What analysis reveals: where delays really come from

Once you decompose throughput time, patterns emerge that a single end-to-end metric cannot reveal.

Waiting time hotspots
You might find that 60% of total time is spent waiting for approvals or assignments. This indicates a flow problem, not an effort problem. Potential fixes include clearer SLAs for approvals, automated routing, or limiting work-in-progress.

Rework drivers
If rework consumes 20-30% of effort, the process is paying a “quality tax.” Common causes include unclear intake forms, incomplete requirements, or lack of validation. Fixes usually involve better upfront checks, standard templates, and clearer acceptance criteria.

Execution time constraints
Sometimes execution time is the real issue, especially when steps are manual or tools are slow. Here, automation, training, and system optimisation can reduce touch time. However, teams should confirm that execution is truly dominant before investing heavily in automation.

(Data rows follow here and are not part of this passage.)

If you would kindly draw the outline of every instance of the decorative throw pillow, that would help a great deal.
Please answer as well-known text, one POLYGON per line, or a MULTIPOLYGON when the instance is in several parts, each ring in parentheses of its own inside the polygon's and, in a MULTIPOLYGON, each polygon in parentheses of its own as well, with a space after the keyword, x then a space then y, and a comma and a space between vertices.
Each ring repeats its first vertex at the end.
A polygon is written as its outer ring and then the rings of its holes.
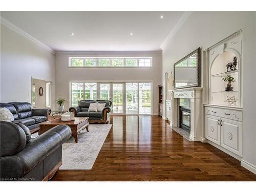
POLYGON ((91 103, 88 109, 88 112, 96 112, 98 104, 98 102, 91 103))
POLYGON ((106 103, 99 103, 98 104, 98 109, 97 109, 97 111, 101 112, 105 107, 106 103))
POLYGON ((7 122, 12 122, 14 120, 13 115, 7 108, 0 108, 0 120, 7 122))

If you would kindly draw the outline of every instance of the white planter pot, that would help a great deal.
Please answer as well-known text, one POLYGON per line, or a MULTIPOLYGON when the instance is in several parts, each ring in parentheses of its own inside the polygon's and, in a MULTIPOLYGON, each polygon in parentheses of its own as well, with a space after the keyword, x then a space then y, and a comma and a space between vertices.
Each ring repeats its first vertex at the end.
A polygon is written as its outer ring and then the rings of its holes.
POLYGON ((59 111, 63 111, 63 109, 64 109, 64 106, 59 106, 58 110, 59 111))

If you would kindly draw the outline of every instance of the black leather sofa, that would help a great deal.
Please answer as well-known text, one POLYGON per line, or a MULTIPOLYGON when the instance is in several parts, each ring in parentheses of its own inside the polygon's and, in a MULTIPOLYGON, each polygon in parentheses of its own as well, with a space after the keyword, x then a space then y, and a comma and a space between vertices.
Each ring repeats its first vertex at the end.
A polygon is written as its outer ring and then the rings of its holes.
POLYGON ((78 106, 69 108, 70 112, 75 113, 75 117, 89 117, 89 123, 106 123, 110 118, 110 112, 112 110, 112 102, 105 100, 83 100, 78 101, 78 106), (88 112, 90 104, 92 103, 106 103, 102 112, 88 112))
POLYGON ((1 181, 47 181, 62 164, 70 127, 59 125, 34 139, 23 124, 0 121, 1 181))
POLYGON ((9 110, 13 115, 13 122, 18 122, 27 126, 31 133, 39 130, 39 123, 48 121, 51 111, 50 109, 33 109, 27 102, 0 103, 0 108, 9 110))

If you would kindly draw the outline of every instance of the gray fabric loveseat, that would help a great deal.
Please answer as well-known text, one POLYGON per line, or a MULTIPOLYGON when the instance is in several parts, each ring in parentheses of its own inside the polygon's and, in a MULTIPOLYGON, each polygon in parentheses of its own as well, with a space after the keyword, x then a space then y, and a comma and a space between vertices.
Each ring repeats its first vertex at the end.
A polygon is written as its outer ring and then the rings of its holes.
POLYGON ((78 106, 69 108, 70 112, 75 113, 75 117, 88 117, 89 123, 106 123, 109 121, 110 112, 112 110, 112 102, 104 100, 84 100, 79 101, 78 106), (88 109, 90 104, 92 103, 105 103, 105 107, 101 112, 89 112, 88 109))

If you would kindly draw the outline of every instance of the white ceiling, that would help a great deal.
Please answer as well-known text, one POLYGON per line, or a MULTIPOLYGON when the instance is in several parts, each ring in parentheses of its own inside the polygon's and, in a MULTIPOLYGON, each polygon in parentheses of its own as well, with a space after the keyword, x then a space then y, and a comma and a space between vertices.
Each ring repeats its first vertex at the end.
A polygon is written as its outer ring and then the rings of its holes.
POLYGON ((55 51, 144 51, 161 50, 161 44, 183 13, 3 11, 1 14, 55 51))

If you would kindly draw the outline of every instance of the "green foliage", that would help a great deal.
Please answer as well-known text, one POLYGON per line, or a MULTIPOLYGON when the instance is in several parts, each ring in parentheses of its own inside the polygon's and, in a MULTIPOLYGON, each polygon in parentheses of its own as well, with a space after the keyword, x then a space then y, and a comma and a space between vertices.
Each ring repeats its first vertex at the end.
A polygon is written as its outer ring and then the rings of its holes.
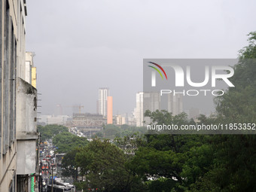
POLYGON ((80 148, 75 161, 86 175, 84 190, 99 188, 99 191, 130 191, 136 177, 126 169, 126 155, 109 140, 93 139, 80 148))
POLYGON ((65 177, 72 176, 76 181, 78 175, 78 165, 75 162, 75 155, 78 152, 78 148, 74 148, 69 151, 62 160, 62 175, 65 177))
POLYGON ((69 132, 69 128, 61 125, 46 125, 44 126, 38 125, 38 131, 41 135, 41 140, 45 141, 52 139, 55 135, 63 132, 69 132))
POLYGON ((75 148, 85 146, 88 142, 86 138, 78 137, 69 132, 58 134, 53 139, 53 143, 58 148, 59 153, 67 153, 75 148))

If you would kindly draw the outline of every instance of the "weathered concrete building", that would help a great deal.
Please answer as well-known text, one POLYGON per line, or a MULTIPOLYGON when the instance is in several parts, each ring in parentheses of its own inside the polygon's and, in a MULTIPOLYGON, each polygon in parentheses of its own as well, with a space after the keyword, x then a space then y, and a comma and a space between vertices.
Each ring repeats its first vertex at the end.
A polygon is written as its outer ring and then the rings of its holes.
POLYGON ((26 0, 0 0, 0 191, 30 191, 37 92, 24 81, 26 0))

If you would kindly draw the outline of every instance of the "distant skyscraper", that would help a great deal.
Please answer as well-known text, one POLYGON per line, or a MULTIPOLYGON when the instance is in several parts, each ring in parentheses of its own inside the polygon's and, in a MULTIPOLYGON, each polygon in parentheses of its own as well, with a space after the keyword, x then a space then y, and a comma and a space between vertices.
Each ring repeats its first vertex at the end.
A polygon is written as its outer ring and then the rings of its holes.
POLYGON ((107 116, 108 96, 109 96, 109 90, 107 87, 99 89, 99 100, 97 102, 97 113, 104 117, 107 116))
POLYGON ((136 126, 143 126, 143 92, 136 93, 136 108, 135 110, 136 126))
POLYGON ((135 109, 135 118, 136 120, 136 126, 142 126, 143 121, 147 125, 151 123, 149 117, 144 117, 144 113, 146 110, 156 111, 157 110, 168 110, 173 115, 177 115, 182 112, 182 95, 176 94, 173 96, 168 94, 167 103, 161 100, 159 93, 154 92, 139 92, 136 93, 136 108, 135 109), (161 101, 162 106, 161 108, 161 101), (166 104, 165 104, 166 103, 166 104))
POLYGON ((183 111, 183 95, 181 94, 168 94, 168 112, 172 113, 172 115, 177 115, 183 111))
POLYGON ((108 96, 107 123, 113 124, 113 97, 108 96))

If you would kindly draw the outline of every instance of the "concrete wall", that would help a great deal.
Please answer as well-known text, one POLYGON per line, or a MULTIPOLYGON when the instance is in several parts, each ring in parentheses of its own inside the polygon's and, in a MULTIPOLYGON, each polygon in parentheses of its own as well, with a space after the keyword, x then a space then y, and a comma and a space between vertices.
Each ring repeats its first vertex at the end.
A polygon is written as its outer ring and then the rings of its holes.
POLYGON ((37 90, 19 78, 17 87, 17 174, 35 173, 37 90))
POLYGON ((0 191, 16 191, 16 77, 25 66, 26 6, 0 1, 0 191))

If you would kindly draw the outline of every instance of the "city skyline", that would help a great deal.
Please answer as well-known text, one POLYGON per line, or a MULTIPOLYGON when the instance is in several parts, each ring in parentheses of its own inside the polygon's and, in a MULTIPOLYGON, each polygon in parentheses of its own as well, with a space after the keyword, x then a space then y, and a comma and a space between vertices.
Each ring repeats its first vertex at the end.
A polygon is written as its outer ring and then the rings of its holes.
POLYGON ((27 2, 26 50, 35 53, 42 114, 59 103, 96 113, 102 87, 115 98, 114 114, 130 113, 144 58, 236 58, 256 18, 253 1, 27 2))

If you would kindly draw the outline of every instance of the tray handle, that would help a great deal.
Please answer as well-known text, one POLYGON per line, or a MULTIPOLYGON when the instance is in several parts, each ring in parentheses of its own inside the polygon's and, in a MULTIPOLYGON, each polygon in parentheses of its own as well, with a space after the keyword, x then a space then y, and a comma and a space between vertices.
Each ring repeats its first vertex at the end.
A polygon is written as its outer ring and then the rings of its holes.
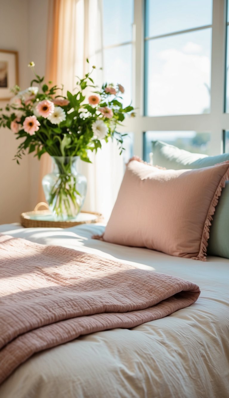
MULTIPOLYGON (((38 211, 39 210, 41 210, 41 209, 40 207, 45 207, 45 210, 48 210, 49 206, 47 203, 45 202, 39 202, 34 207, 34 211, 38 211)), ((42 209, 41 210, 44 210, 44 209, 42 209)))

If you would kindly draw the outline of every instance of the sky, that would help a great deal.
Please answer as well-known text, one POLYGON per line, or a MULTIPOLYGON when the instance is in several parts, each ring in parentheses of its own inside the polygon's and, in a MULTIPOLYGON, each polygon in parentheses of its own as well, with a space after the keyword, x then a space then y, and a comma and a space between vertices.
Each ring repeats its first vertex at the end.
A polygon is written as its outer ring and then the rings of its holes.
MULTIPOLYGON (((103 5, 104 46, 131 41, 133 0, 103 0, 103 5)), ((211 25, 212 14, 212 0, 146 0, 146 36, 211 25)), ((211 45, 211 27, 147 41, 147 115, 210 111, 211 45)), ((104 51, 106 80, 116 80, 125 87, 125 105, 132 96, 132 47, 129 44, 104 51)), ((229 65, 229 54, 227 59, 229 65)), ((229 92, 229 82, 227 85, 229 92)), ((168 141, 185 135, 191 138, 196 134, 162 133, 168 141)), ((154 139, 158 139, 160 134, 162 137, 161 132, 154 134, 154 139)), ((149 132, 147 139, 151 136, 149 132)))

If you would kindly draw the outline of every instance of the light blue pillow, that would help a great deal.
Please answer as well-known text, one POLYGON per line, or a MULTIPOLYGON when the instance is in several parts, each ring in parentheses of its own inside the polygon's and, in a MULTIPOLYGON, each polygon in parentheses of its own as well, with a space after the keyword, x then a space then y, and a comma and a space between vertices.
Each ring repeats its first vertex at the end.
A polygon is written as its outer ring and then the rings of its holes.
POLYGON ((229 160, 228 153, 208 156, 179 149, 162 141, 155 141, 152 144, 153 165, 162 166, 167 169, 200 169, 229 160))

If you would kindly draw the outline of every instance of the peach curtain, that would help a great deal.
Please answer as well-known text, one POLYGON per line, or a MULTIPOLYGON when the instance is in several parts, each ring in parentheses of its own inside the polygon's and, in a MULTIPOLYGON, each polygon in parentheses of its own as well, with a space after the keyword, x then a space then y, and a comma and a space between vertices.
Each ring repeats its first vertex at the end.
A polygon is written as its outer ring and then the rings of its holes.
MULTIPOLYGON (((66 90, 72 90, 74 87, 76 12, 80 2, 80 0, 49 0, 45 78, 53 84, 63 84, 66 90)), ((45 154, 40 163, 39 202, 45 201, 41 181, 51 170, 50 156, 45 154)))
MULTIPOLYGON (((92 65, 98 68, 94 78, 103 81, 102 0, 49 0, 47 80, 63 84, 72 91, 76 76, 82 76, 92 65), (86 62, 89 60, 89 64, 86 62)), ((83 209, 99 211, 108 217, 116 199, 124 171, 123 160, 116 144, 105 144, 96 156, 91 154, 92 164, 80 162, 79 171, 87 180, 87 192, 83 209)), ((51 169, 50 158, 41 158, 39 201, 44 200, 43 176, 51 169)))

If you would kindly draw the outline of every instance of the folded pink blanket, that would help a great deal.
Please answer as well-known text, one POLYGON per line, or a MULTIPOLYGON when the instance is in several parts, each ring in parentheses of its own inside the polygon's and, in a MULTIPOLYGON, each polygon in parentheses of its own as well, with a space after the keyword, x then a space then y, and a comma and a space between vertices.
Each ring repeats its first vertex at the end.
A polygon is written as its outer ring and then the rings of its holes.
POLYGON ((0 234, 0 382, 35 353, 163 318, 200 293, 173 276, 0 234))

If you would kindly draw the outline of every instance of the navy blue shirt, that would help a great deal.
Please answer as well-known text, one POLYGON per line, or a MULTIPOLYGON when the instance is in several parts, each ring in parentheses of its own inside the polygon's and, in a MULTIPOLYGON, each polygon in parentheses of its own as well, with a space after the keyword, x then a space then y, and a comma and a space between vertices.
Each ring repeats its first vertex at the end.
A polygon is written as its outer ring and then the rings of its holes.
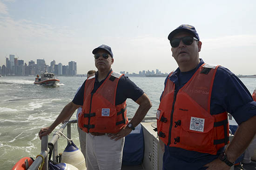
MULTIPOLYGON (((179 68, 176 69, 169 78, 175 83, 175 89, 182 88, 204 63, 200 59, 199 64, 192 70, 181 72, 179 68)), ((168 78, 164 82, 165 87, 168 78)), ((256 102, 245 86, 235 74, 222 66, 218 68, 215 76, 210 107, 211 114, 226 111, 238 125, 256 115, 256 102)), ((205 170, 207 168, 202 166, 218 157, 222 151, 223 148, 217 155, 213 155, 166 145, 163 170, 205 170)))
MULTIPOLYGON (((101 82, 98 81, 98 71, 95 75, 95 82, 94 89, 92 92, 94 93, 100 86, 105 81, 109 74, 112 71, 112 69, 108 72, 106 78, 101 82)), ((84 81, 81 88, 75 94, 72 102, 76 105, 83 105, 84 100, 84 93, 85 82, 84 81)), ((130 98, 136 101, 137 100, 144 94, 142 89, 136 85, 128 77, 122 76, 117 84, 116 94, 115 96, 115 106, 122 103, 127 98, 130 98)))

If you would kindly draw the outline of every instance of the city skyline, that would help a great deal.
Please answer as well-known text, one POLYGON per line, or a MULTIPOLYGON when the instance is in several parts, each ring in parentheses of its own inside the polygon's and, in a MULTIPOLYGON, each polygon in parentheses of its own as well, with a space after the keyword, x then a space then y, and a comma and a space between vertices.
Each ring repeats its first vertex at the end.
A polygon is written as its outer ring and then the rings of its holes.
POLYGON ((23 60, 19 60, 15 55, 10 54, 9 58, 6 58, 6 64, 0 66, 0 75, 4 76, 29 76, 40 75, 47 70, 58 76, 76 76, 76 62, 71 61, 68 65, 62 65, 61 63, 56 64, 54 59, 49 65, 47 64, 44 59, 37 59, 36 63, 31 60, 28 63, 23 60))
MULTIPOLYGON (((76 70, 77 69, 76 63, 74 61, 68 62, 68 65, 62 65, 61 63, 58 64, 56 64, 56 61, 53 59, 49 65, 47 64, 44 59, 37 59, 36 63, 33 60, 30 60, 28 62, 25 62, 23 60, 19 60, 18 58, 15 57, 14 55, 10 54, 9 58, 6 58, 6 63, 2 66, 0 65, 0 74, 7 76, 28 76, 40 74, 41 72, 43 72, 45 69, 47 69, 49 72, 54 73, 55 75, 65 75, 65 76, 76 76, 78 74, 76 70), (24 66, 24 67, 23 67, 24 66), (30 70, 28 69, 27 72, 26 71, 26 67, 31 67, 30 70), (34 67, 34 69, 33 69, 34 67), (3 68, 6 68, 7 70, 3 70, 3 68), (68 69, 69 68, 69 69, 68 69), (70 71, 74 70, 74 71, 70 71), (62 71, 65 73, 62 73, 62 71), (72 72, 74 71, 74 72, 72 72)), ((162 73, 161 70, 156 69, 155 72, 154 70, 150 71, 142 70, 140 70, 138 73, 132 72, 129 73, 128 71, 121 71, 120 73, 123 74, 127 76, 144 76, 150 75, 164 76, 167 75, 168 73, 162 73)))
POLYGON ((92 51, 105 44, 112 49, 115 71, 169 73, 178 66, 167 37, 189 24, 199 34, 205 62, 254 75, 255 6, 249 0, 0 0, 0 65, 11 54, 26 61, 75 61, 78 74, 86 74, 96 69, 92 51))

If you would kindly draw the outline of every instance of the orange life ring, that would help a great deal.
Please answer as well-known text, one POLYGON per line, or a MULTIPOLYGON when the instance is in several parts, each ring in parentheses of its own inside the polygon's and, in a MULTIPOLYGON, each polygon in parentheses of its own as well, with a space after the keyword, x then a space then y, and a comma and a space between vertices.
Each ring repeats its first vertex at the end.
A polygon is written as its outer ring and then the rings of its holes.
POLYGON ((256 101, 256 89, 253 91, 252 94, 252 98, 254 101, 256 101))
POLYGON ((12 169, 12 170, 26 170, 25 163, 26 159, 27 159, 28 167, 30 166, 34 161, 33 158, 29 157, 24 157, 20 159, 20 160, 16 163, 15 165, 13 166, 12 169))

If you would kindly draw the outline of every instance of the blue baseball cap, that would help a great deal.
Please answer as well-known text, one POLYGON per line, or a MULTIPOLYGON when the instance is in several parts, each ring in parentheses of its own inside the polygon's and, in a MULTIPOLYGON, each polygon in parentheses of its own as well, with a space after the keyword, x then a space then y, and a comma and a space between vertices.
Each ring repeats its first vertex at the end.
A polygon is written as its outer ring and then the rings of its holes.
POLYGON ((199 36, 197 32, 196 32, 195 27, 192 25, 184 24, 179 26, 175 30, 171 31, 168 36, 168 39, 170 41, 175 34, 181 31, 188 32, 192 34, 194 37, 196 38, 198 41, 200 40, 199 36))
POLYGON ((104 44, 102 44, 101 45, 97 47, 96 48, 93 50, 93 54, 96 54, 97 53, 97 51, 100 49, 106 50, 108 52, 109 54, 110 54, 110 56, 111 56, 111 57, 112 58, 113 57, 113 53, 112 53, 112 51, 111 50, 111 48, 109 46, 104 44))

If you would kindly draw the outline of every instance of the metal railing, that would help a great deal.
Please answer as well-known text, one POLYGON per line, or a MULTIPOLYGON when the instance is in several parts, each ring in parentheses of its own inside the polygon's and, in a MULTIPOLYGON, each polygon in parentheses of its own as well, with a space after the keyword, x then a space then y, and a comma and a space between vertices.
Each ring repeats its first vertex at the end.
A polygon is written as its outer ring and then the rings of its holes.
MULTIPOLYGON (((129 120, 131 120, 132 118, 128 118, 129 120)), ((144 118, 142 122, 146 121, 148 120, 155 120, 155 116, 146 117, 144 118)), ((59 131, 61 132, 63 132, 64 129, 66 127, 67 127, 67 137, 69 139, 71 138, 71 124, 77 123, 77 120, 72 120, 68 121, 67 121, 63 123, 62 126, 61 127, 59 131)), ((53 138, 50 141, 50 143, 52 144, 54 147, 53 151, 53 161, 54 162, 57 162, 56 157, 58 156, 58 139, 60 138, 60 134, 55 132, 53 135, 53 138)), ((48 170, 48 153, 50 152, 50 149, 48 147, 48 135, 46 135, 42 137, 41 140, 41 152, 39 154, 41 155, 44 158, 44 164, 42 168, 42 170, 48 170)), ((37 170, 38 167, 40 166, 41 164, 43 162, 43 158, 40 156, 36 158, 34 161, 31 164, 31 165, 28 168, 27 170, 37 170)))

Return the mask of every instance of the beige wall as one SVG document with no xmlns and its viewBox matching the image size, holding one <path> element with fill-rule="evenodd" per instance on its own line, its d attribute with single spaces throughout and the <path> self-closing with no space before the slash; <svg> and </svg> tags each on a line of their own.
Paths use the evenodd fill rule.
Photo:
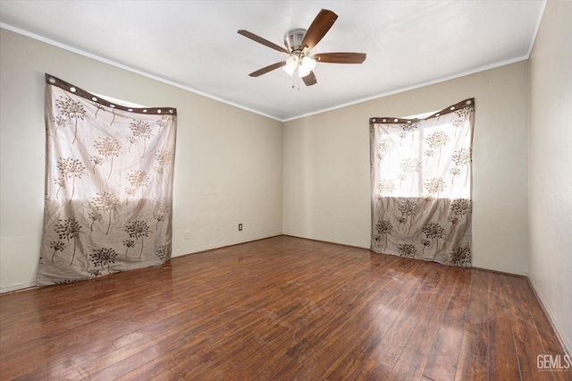
<svg viewBox="0 0 572 381">
<path fill-rule="evenodd" d="M 571 70 L 572 2 L 550 0 L 530 56 L 528 271 L 568 351 L 572 351 Z"/>
<path fill-rule="evenodd" d="M 526 62 L 287 122 L 284 233 L 369 248 L 369 118 L 468 97 L 476 105 L 473 266 L 526 274 Z"/>
<path fill-rule="evenodd" d="M 281 122 L 5 30 L 0 49 L 1 292 L 36 284 L 45 72 L 98 94 L 177 108 L 173 256 L 282 233 Z"/>
</svg>

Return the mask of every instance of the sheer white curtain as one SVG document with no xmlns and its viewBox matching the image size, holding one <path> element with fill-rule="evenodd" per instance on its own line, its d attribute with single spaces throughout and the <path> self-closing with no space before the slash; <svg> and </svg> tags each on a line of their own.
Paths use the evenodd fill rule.
<svg viewBox="0 0 572 381">
<path fill-rule="evenodd" d="M 471 266 L 475 99 L 370 119 L 372 250 Z"/>
<path fill-rule="evenodd" d="M 169 260 L 176 109 L 122 106 L 46 80 L 38 285 Z"/>
</svg>

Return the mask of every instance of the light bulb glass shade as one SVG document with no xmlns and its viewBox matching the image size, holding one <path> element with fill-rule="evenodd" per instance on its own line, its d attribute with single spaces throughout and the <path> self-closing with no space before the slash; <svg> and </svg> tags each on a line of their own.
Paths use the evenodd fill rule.
<svg viewBox="0 0 572 381">
<path fill-rule="evenodd" d="M 286 58 L 286 64 L 283 66 L 284 72 L 291 76 L 298 67 L 299 62 L 299 58 L 298 57 L 298 55 L 290 55 L 288 58 Z"/>
</svg>

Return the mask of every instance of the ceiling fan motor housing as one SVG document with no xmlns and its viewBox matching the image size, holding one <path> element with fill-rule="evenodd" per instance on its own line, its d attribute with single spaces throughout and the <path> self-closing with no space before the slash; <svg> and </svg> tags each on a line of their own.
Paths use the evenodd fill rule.
<svg viewBox="0 0 572 381">
<path fill-rule="evenodd" d="M 284 35 L 284 45 L 290 52 L 295 52 L 300 49 L 304 36 L 306 36 L 307 30 L 297 28 L 290 30 Z"/>
</svg>

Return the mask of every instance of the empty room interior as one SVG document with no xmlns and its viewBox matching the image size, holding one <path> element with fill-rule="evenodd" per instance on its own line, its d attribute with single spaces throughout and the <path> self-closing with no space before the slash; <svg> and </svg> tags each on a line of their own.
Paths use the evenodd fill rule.
<svg viewBox="0 0 572 381">
<path fill-rule="evenodd" d="M 572 380 L 570 68 L 565 0 L 1 2 L 0 378 Z"/>
</svg>

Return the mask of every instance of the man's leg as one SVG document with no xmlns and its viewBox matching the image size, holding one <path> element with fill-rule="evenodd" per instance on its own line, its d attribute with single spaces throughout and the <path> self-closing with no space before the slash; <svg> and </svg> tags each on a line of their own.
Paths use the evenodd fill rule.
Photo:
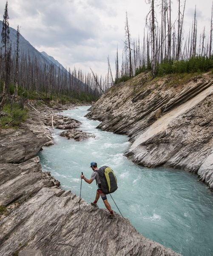
<svg viewBox="0 0 213 256">
<path fill-rule="evenodd" d="M 99 193 L 99 191 L 98 191 L 98 189 L 97 190 L 97 191 L 96 192 L 96 195 L 95 196 L 95 201 L 94 201 L 94 202 L 93 202 L 93 203 L 91 203 L 91 204 L 93 206 L 94 206 L 95 207 L 97 207 L 97 202 L 98 201 L 98 199 L 99 199 L 99 198 L 100 197 L 100 193 Z"/>
<path fill-rule="evenodd" d="M 94 201 L 95 202 L 95 204 L 96 204 L 97 203 L 99 197 L 100 197 L 100 193 L 98 192 L 98 189 L 97 189 L 97 191 L 96 191 L 96 196 L 95 197 L 95 201 Z"/>
<path fill-rule="evenodd" d="M 105 200 L 103 200 L 103 201 L 104 203 L 104 204 L 105 204 L 105 206 L 106 207 L 106 208 L 108 209 L 109 212 L 110 212 L 110 213 L 111 213 L 111 212 L 112 212 L 112 208 L 111 208 L 111 207 L 110 206 L 110 204 L 109 204 L 109 202 L 107 201 L 107 199 L 105 199 Z"/>
<path fill-rule="evenodd" d="M 104 203 L 104 204 L 105 204 L 105 206 L 107 209 L 110 212 L 110 215 L 113 215 L 114 216 L 114 213 L 113 212 L 112 208 L 111 208 L 111 206 L 110 204 L 109 204 L 108 201 L 107 201 L 107 198 L 106 195 L 104 194 L 104 193 L 102 191 L 102 189 L 98 189 L 99 194 L 101 195 L 101 198 L 102 198 L 103 202 Z"/>
</svg>

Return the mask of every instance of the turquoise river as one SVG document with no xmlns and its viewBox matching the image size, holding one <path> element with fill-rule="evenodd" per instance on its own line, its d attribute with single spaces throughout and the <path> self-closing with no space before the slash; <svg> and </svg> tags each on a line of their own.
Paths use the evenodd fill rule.
<svg viewBox="0 0 213 256">
<path fill-rule="evenodd" d="M 79 195 L 80 175 L 82 172 L 90 177 L 91 162 L 111 166 L 119 186 L 112 196 L 139 233 L 184 256 L 213 256 L 213 194 L 207 186 L 184 171 L 134 164 L 123 155 L 130 145 L 128 137 L 96 128 L 100 122 L 84 117 L 88 108 L 61 114 L 80 121 L 81 129 L 95 138 L 76 142 L 60 136 L 62 131 L 55 129 L 55 145 L 39 154 L 43 170 L 50 171 L 62 188 Z M 95 181 L 82 181 L 82 197 L 89 203 L 94 199 Z M 104 207 L 101 200 L 98 204 Z"/>
</svg>

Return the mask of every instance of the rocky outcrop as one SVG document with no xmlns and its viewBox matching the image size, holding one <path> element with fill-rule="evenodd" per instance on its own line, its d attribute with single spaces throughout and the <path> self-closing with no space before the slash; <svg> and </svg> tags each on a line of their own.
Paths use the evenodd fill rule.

These insights are useful in any sector-banking, healthcare, IT services, retail operations-because throughput time is a universal business outcome.

Turning insights into improvements

Throughput time analysis becomes valuable when it drives action:

  • Reduce waiting time: simplify approvals, improve workload balancing, automate handoffs, and use pull-based queues.
  • Reduce rework time: strengthen input quality, clarify requirements, introduce early validation, and capture root-cause codes.
  • Optimise execution time: standardise work, remove non-essential steps, and improve tooling where it meaningfully reduces touch time.

Track progress using not only average throughput time, but also percentiles (P80/P90) to ensure improvements help the slow tail, not just the easy cases.

Conclusion

Throughput time analysis turns process delays into measurable components: execution time, waiting time, and rework time. By decomposing total time, teams can identify where reliability breaks down and which improvements will deliver the biggest impact. This structured approach is a practical capability taught in a business analyst course and reinforced through any strong business analysis course, because it connects process mapping with the metrics that operations, customers, and leaders care about most.